Pascal Lamy plaide pour une plus grande cohérence de la gouvernance mondiale

Pour sa part, le directeur de l'OMC a rappelé que la crise a pour origine le défaut de régulation. L'OMC a craint une réaction protectionniste qui n'a pas eu lieu. Conséquence : le choc de la crise a été limité pour les pays en voie de développement. « Ce n'est pas contradictoire d'être ouvert aux échanges et de contrôler, réguler ces échanges » a expliqué Pascal Lamy.

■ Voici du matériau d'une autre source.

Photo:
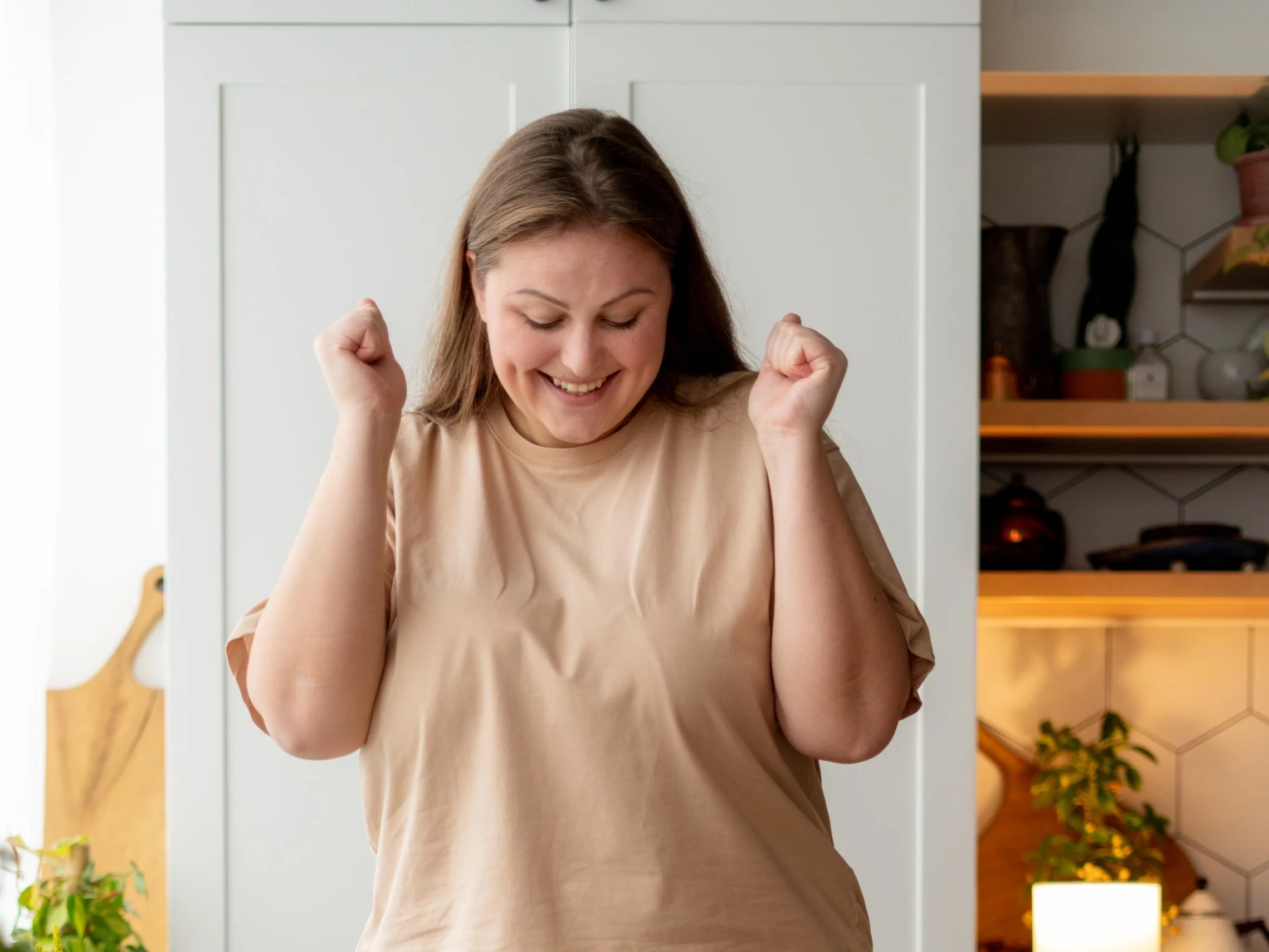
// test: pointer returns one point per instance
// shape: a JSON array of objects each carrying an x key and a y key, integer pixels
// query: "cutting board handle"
[{"x": 149, "y": 613}]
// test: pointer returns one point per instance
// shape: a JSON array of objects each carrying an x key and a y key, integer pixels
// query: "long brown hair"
[{"x": 577, "y": 168}]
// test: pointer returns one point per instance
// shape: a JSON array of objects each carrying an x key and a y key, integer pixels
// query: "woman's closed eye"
[{"x": 559, "y": 321}]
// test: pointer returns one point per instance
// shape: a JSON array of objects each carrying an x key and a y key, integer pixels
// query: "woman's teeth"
[{"x": 579, "y": 388}]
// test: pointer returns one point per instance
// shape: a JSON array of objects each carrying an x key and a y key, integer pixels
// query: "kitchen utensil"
[
  {"x": 1194, "y": 548},
  {"x": 999, "y": 381},
  {"x": 1096, "y": 374},
  {"x": 1017, "y": 266},
  {"x": 1230, "y": 375},
  {"x": 1018, "y": 532},
  {"x": 104, "y": 773}
]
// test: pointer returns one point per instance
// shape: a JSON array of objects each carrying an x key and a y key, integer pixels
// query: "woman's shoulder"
[
  {"x": 715, "y": 407},
  {"x": 421, "y": 434}
]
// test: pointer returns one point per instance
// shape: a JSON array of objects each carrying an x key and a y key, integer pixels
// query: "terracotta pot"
[{"x": 1253, "y": 172}]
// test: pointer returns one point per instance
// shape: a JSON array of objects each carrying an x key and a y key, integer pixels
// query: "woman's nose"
[{"x": 582, "y": 353}]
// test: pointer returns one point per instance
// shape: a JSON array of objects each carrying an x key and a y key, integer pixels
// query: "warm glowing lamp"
[{"x": 1096, "y": 917}]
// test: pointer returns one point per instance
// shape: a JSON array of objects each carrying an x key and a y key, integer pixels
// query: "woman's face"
[{"x": 577, "y": 330}]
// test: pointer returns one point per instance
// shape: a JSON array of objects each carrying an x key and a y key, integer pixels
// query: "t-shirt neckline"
[{"x": 567, "y": 457}]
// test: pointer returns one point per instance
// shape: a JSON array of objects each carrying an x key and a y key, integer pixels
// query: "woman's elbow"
[
  {"x": 847, "y": 739},
  {"x": 847, "y": 746},
  {"x": 302, "y": 731},
  {"x": 314, "y": 745}
]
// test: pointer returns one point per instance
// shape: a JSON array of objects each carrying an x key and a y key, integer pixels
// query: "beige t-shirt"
[{"x": 574, "y": 745}]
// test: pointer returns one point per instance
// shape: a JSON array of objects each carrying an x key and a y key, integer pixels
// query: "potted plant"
[
  {"x": 1244, "y": 144},
  {"x": 70, "y": 905},
  {"x": 1108, "y": 842}
]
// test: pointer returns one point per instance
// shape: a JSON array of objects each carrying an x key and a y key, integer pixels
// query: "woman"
[{"x": 631, "y": 594}]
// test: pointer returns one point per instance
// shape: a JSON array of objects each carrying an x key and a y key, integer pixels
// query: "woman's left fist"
[{"x": 797, "y": 384}]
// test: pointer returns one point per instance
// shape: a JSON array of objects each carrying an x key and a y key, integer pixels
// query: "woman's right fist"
[{"x": 357, "y": 361}]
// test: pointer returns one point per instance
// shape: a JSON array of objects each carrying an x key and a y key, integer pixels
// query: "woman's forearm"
[
  {"x": 319, "y": 646},
  {"x": 839, "y": 658}
]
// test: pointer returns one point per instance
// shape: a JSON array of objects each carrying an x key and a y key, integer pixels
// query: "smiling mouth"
[{"x": 579, "y": 389}]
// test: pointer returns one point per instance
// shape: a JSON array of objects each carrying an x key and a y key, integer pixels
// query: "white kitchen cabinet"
[
  {"x": 836, "y": 174},
  {"x": 909, "y": 12},
  {"x": 308, "y": 167},
  {"x": 319, "y": 153}
]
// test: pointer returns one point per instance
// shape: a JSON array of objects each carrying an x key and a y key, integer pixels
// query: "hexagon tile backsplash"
[{"x": 1194, "y": 694}]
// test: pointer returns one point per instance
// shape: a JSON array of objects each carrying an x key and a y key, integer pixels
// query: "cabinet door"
[
  {"x": 375, "y": 11},
  {"x": 836, "y": 174},
  {"x": 767, "y": 12},
  {"x": 308, "y": 167}
]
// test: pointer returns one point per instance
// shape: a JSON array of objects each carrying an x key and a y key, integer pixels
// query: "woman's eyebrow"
[{"x": 558, "y": 302}]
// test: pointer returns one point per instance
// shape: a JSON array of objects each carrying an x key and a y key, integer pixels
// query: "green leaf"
[
  {"x": 76, "y": 913},
  {"x": 140, "y": 880},
  {"x": 57, "y": 917},
  {"x": 1231, "y": 143},
  {"x": 1238, "y": 257}
]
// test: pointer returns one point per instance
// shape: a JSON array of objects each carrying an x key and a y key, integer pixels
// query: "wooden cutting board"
[
  {"x": 1017, "y": 829},
  {"x": 104, "y": 775}
]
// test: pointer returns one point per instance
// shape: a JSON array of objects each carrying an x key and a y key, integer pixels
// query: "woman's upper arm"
[
  {"x": 916, "y": 634},
  {"x": 238, "y": 648}
]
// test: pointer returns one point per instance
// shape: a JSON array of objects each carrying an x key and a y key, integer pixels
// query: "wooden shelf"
[
  {"x": 1092, "y": 107},
  {"x": 1207, "y": 281},
  {"x": 1177, "y": 427},
  {"x": 1106, "y": 594}
]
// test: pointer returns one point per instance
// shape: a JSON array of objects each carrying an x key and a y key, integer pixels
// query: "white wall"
[
  {"x": 81, "y": 367},
  {"x": 112, "y": 527},
  {"x": 31, "y": 400}
]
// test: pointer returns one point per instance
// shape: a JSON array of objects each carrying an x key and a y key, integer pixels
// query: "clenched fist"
[
  {"x": 797, "y": 384},
  {"x": 357, "y": 361}
]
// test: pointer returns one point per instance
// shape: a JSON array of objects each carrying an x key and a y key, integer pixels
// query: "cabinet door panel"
[
  {"x": 834, "y": 172},
  {"x": 309, "y": 167},
  {"x": 928, "y": 12},
  {"x": 507, "y": 12}
]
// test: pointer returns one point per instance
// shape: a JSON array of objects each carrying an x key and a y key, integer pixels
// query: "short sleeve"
[
  {"x": 920, "y": 653},
  {"x": 238, "y": 649}
]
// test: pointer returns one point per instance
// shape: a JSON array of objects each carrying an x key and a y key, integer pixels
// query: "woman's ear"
[{"x": 477, "y": 292}]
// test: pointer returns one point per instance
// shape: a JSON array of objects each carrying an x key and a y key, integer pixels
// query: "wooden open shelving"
[
  {"x": 1092, "y": 107},
  {"x": 1208, "y": 282},
  {"x": 1111, "y": 594},
  {"x": 1175, "y": 427}
]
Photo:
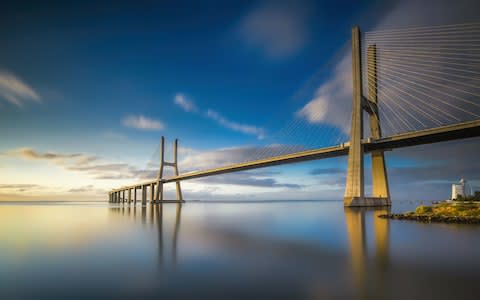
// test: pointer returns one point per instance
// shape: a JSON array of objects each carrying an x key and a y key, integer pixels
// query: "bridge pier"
[
  {"x": 354, "y": 188},
  {"x": 159, "y": 193},
  {"x": 152, "y": 193},
  {"x": 135, "y": 196},
  {"x": 144, "y": 195}
]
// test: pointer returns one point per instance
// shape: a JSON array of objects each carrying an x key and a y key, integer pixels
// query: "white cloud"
[
  {"x": 186, "y": 104},
  {"x": 278, "y": 28},
  {"x": 332, "y": 101},
  {"x": 142, "y": 122},
  {"x": 15, "y": 91},
  {"x": 243, "y": 128}
]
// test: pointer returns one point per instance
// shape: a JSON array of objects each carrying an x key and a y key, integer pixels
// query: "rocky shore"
[{"x": 452, "y": 212}]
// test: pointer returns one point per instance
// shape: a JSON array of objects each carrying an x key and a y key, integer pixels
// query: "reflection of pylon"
[{"x": 163, "y": 163}]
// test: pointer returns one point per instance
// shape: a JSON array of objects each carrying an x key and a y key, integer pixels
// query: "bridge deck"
[{"x": 427, "y": 136}]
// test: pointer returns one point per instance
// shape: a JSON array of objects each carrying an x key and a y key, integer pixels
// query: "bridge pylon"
[
  {"x": 355, "y": 185},
  {"x": 174, "y": 165}
]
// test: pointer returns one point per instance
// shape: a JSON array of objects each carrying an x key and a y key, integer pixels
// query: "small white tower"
[{"x": 458, "y": 189}]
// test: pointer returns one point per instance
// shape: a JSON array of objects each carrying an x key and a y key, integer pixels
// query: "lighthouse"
[{"x": 458, "y": 189}]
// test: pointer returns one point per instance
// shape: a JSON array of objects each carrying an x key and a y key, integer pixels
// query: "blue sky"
[{"x": 96, "y": 83}]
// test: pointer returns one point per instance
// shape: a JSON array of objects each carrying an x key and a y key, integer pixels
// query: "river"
[{"x": 231, "y": 250}]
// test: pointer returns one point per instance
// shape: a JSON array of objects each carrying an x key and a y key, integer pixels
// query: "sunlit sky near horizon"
[{"x": 88, "y": 88}]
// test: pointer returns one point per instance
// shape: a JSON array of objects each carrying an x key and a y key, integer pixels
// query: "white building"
[{"x": 458, "y": 189}]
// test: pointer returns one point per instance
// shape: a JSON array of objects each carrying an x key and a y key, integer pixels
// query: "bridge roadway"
[{"x": 427, "y": 136}]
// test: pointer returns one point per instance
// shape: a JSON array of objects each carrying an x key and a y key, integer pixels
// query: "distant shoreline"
[{"x": 443, "y": 212}]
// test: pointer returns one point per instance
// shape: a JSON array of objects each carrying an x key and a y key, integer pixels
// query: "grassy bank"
[{"x": 448, "y": 212}]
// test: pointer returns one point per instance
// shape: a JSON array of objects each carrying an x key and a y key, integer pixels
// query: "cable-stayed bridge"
[{"x": 416, "y": 86}]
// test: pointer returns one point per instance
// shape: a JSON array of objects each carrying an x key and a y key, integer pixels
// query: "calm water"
[{"x": 275, "y": 250}]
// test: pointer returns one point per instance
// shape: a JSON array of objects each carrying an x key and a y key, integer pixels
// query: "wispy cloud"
[
  {"x": 91, "y": 165},
  {"x": 278, "y": 28},
  {"x": 189, "y": 106},
  {"x": 243, "y": 128},
  {"x": 332, "y": 100},
  {"x": 15, "y": 91},
  {"x": 61, "y": 158},
  {"x": 20, "y": 187},
  {"x": 186, "y": 104},
  {"x": 142, "y": 122}
]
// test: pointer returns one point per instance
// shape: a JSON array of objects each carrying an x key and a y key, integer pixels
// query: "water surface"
[{"x": 231, "y": 250}]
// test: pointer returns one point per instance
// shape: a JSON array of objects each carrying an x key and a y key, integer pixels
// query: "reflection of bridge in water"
[
  {"x": 365, "y": 278},
  {"x": 206, "y": 256},
  {"x": 154, "y": 216},
  {"x": 423, "y": 87}
]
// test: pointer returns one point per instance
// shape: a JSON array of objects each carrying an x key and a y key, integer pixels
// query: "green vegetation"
[{"x": 467, "y": 212}]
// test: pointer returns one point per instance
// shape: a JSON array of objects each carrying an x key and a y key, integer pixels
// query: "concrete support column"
[
  {"x": 379, "y": 171},
  {"x": 152, "y": 193},
  {"x": 135, "y": 196},
  {"x": 354, "y": 188},
  {"x": 144, "y": 195},
  {"x": 159, "y": 195},
  {"x": 175, "y": 161}
]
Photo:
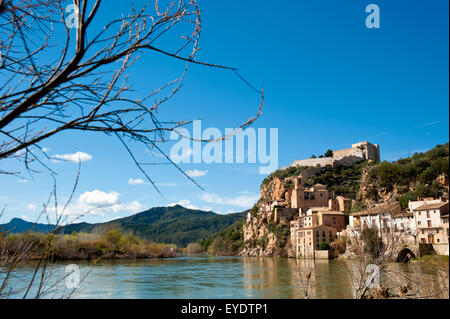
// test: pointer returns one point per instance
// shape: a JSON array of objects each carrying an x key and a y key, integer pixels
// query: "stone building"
[
  {"x": 316, "y": 196},
  {"x": 380, "y": 216},
  {"x": 359, "y": 151},
  {"x": 363, "y": 150},
  {"x": 308, "y": 240},
  {"x": 429, "y": 223}
]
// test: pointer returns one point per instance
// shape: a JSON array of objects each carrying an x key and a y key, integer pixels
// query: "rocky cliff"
[
  {"x": 262, "y": 237},
  {"x": 366, "y": 183}
]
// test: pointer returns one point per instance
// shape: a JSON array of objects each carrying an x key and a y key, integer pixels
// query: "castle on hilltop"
[{"x": 359, "y": 151}]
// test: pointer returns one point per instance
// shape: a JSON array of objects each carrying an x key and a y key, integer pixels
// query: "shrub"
[{"x": 193, "y": 248}]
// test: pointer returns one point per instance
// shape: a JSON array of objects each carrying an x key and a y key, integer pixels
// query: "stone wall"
[{"x": 321, "y": 254}]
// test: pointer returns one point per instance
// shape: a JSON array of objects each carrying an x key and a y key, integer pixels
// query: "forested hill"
[
  {"x": 172, "y": 225},
  {"x": 368, "y": 182}
]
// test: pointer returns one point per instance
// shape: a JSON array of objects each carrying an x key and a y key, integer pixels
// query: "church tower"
[{"x": 298, "y": 195}]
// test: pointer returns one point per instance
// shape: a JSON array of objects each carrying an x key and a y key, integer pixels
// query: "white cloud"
[
  {"x": 136, "y": 181},
  {"x": 99, "y": 198},
  {"x": 245, "y": 201},
  {"x": 196, "y": 173},
  {"x": 74, "y": 158},
  {"x": 184, "y": 156},
  {"x": 98, "y": 202}
]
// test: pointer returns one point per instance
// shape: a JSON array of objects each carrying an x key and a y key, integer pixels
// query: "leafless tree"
[
  {"x": 64, "y": 69},
  {"x": 61, "y": 70},
  {"x": 395, "y": 280},
  {"x": 306, "y": 270}
]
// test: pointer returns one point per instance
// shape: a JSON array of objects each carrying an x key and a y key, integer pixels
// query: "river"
[{"x": 203, "y": 277}]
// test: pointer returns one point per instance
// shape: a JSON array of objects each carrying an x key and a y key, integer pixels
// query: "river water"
[{"x": 203, "y": 277}]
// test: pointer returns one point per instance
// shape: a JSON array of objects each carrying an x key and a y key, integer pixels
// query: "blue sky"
[{"x": 329, "y": 82}]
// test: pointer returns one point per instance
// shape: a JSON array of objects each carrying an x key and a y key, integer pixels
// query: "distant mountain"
[
  {"x": 17, "y": 225},
  {"x": 172, "y": 225}
]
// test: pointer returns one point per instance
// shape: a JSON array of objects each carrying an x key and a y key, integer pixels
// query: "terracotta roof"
[
  {"x": 317, "y": 226},
  {"x": 392, "y": 208},
  {"x": 331, "y": 212},
  {"x": 403, "y": 214},
  {"x": 432, "y": 206}
]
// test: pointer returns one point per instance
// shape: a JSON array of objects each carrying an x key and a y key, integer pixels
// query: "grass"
[
  {"x": 435, "y": 258},
  {"x": 78, "y": 246}
]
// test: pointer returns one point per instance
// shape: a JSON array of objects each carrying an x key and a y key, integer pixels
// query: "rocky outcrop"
[
  {"x": 272, "y": 189},
  {"x": 262, "y": 237}
]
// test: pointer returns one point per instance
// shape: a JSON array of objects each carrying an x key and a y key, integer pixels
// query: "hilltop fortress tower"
[{"x": 359, "y": 151}]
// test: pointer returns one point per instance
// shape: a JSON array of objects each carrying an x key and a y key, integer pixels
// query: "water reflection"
[{"x": 214, "y": 277}]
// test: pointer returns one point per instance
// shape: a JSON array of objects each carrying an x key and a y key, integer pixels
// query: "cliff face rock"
[{"x": 264, "y": 238}]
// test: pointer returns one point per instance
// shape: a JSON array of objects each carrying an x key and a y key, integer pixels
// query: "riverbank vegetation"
[{"x": 111, "y": 245}]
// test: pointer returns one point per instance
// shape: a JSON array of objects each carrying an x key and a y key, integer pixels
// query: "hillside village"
[{"x": 305, "y": 221}]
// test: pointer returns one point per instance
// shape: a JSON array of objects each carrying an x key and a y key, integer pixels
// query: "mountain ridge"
[{"x": 171, "y": 225}]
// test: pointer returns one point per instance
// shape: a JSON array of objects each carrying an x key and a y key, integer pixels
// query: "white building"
[{"x": 430, "y": 219}]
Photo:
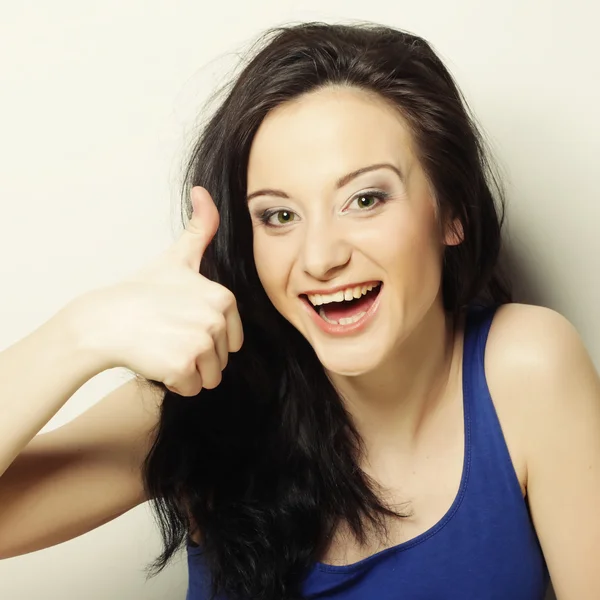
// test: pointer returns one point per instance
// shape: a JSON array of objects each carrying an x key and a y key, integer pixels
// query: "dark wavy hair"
[{"x": 266, "y": 465}]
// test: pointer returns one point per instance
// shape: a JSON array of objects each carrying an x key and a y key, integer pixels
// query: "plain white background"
[{"x": 99, "y": 101}]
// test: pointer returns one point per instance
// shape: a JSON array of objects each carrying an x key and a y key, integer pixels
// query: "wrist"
[{"x": 84, "y": 331}]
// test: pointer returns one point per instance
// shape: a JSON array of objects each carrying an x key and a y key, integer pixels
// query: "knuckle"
[
  {"x": 213, "y": 381},
  {"x": 204, "y": 345},
  {"x": 217, "y": 325},
  {"x": 226, "y": 300}
]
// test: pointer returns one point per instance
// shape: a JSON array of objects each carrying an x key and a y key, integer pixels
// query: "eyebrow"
[{"x": 341, "y": 182}]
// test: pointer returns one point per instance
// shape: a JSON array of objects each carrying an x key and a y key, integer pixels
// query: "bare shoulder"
[{"x": 534, "y": 359}]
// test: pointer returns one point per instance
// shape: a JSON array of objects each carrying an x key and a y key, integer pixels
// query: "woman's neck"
[{"x": 391, "y": 405}]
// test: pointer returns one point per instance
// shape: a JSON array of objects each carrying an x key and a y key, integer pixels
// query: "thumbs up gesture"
[{"x": 168, "y": 322}]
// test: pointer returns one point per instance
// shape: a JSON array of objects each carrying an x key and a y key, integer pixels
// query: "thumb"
[{"x": 200, "y": 229}]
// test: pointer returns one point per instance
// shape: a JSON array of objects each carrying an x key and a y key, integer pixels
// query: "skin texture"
[
  {"x": 328, "y": 238},
  {"x": 400, "y": 378}
]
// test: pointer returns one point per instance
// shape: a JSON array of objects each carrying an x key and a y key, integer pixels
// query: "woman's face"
[{"x": 319, "y": 224}]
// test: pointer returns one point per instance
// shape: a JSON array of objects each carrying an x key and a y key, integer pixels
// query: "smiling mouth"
[{"x": 345, "y": 312}]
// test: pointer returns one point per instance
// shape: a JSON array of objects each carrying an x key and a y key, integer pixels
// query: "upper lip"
[{"x": 339, "y": 288}]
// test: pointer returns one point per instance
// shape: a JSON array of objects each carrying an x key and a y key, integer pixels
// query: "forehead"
[{"x": 326, "y": 133}]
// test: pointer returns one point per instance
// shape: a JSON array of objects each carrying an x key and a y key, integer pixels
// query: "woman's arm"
[
  {"x": 79, "y": 476},
  {"x": 560, "y": 389},
  {"x": 37, "y": 376},
  {"x": 66, "y": 482}
]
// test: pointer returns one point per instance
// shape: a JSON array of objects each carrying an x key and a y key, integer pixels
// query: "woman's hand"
[{"x": 168, "y": 322}]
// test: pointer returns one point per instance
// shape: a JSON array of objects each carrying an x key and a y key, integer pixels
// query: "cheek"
[
  {"x": 409, "y": 250},
  {"x": 272, "y": 267}
]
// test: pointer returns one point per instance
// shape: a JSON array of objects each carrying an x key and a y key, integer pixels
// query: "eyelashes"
[{"x": 266, "y": 216}]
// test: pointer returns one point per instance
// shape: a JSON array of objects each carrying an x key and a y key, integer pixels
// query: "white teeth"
[
  {"x": 344, "y": 320},
  {"x": 347, "y": 294}
]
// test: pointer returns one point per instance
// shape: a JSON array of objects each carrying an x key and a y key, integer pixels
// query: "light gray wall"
[{"x": 98, "y": 100}]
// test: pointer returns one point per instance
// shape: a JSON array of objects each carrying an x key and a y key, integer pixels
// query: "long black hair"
[{"x": 266, "y": 464}]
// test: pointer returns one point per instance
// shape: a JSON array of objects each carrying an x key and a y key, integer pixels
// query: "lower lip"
[{"x": 333, "y": 329}]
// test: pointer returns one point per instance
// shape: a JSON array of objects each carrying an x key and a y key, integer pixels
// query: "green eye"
[
  {"x": 284, "y": 217},
  {"x": 365, "y": 201}
]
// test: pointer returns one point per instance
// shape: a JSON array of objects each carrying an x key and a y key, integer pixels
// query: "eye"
[
  {"x": 369, "y": 200},
  {"x": 277, "y": 217}
]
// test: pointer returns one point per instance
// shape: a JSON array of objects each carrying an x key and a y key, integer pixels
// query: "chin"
[{"x": 350, "y": 366}]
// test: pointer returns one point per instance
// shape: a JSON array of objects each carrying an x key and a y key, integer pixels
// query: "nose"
[{"x": 324, "y": 251}]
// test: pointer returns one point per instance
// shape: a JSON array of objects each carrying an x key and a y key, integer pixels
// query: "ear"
[{"x": 454, "y": 234}]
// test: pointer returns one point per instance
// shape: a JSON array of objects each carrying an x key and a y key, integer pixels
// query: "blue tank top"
[{"x": 484, "y": 547}]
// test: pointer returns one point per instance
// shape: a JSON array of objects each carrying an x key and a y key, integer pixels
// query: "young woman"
[{"x": 336, "y": 396}]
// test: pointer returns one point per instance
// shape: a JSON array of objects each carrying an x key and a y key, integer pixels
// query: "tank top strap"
[{"x": 490, "y": 461}]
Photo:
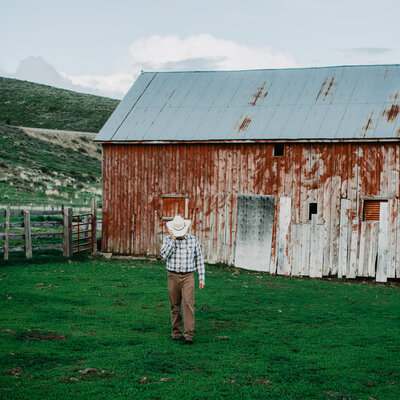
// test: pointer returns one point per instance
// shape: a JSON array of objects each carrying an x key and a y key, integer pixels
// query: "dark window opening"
[
  {"x": 279, "y": 150},
  {"x": 312, "y": 210},
  {"x": 372, "y": 209}
]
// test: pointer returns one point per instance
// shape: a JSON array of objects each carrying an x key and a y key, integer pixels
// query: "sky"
[{"x": 100, "y": 47}]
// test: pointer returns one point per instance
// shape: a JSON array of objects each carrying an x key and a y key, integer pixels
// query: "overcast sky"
[{"x": 99, "y": 46}]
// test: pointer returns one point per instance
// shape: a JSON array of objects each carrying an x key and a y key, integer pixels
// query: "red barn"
[{"x": 292, "y": 171}]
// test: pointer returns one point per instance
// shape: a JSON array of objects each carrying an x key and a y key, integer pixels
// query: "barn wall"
[{"x": 136, "y": 177}]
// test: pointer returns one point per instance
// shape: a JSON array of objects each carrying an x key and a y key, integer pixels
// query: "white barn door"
[{"x": 255, "y": 224}]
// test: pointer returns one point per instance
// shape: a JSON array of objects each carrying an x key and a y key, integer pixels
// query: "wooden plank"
[
  {"x": 316, "y": 250},
  {"x": 28, "y": 237},
  {"x": 7, "y": 234},
  {"x": 48, "y": 246},
  {"x": 362, "y": 270},
  {"x": 296, "y": 249},
  {"x": 383, "y": 244},
  {"x": 283, "y": 256},
  {"x": 44, "y": 212},
  {"x": 274, "y": 247},
  {"x": 353, "y": 264},
  {"x": 335, "y": 224},
  {"x": 305, "y": 249},
  {"x": 373, "y": 248},
  {"x": 94, "y": 225},
  {"x": 14, "y": 248},
  {"x": 67, "y": 233},
  {"x": 397, "y": 229},
  {"x": 392, "y": 230},
  {"x": 343, "y": 237},
  {"x": 326, "y": 220},
  {"x": 17, "y": 213}
]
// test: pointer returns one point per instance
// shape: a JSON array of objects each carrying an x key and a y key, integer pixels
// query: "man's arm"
[
  {"x": 168, "y": 247},
  {"x": 199, "y": 262}
]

Il a ensuite insisté sur la nécessité d'une plus grande cohérence dans la gouvernance internationale. « On peut mieux articuler le triangle G20, ONU d'un côté et OIT, PNUD, OMC de l'autre. Mais cela dépend de la volonté des membres de ces institutions. Le mouvement syndical, les forces sociales ont un rôle à jouer dans ce sens ».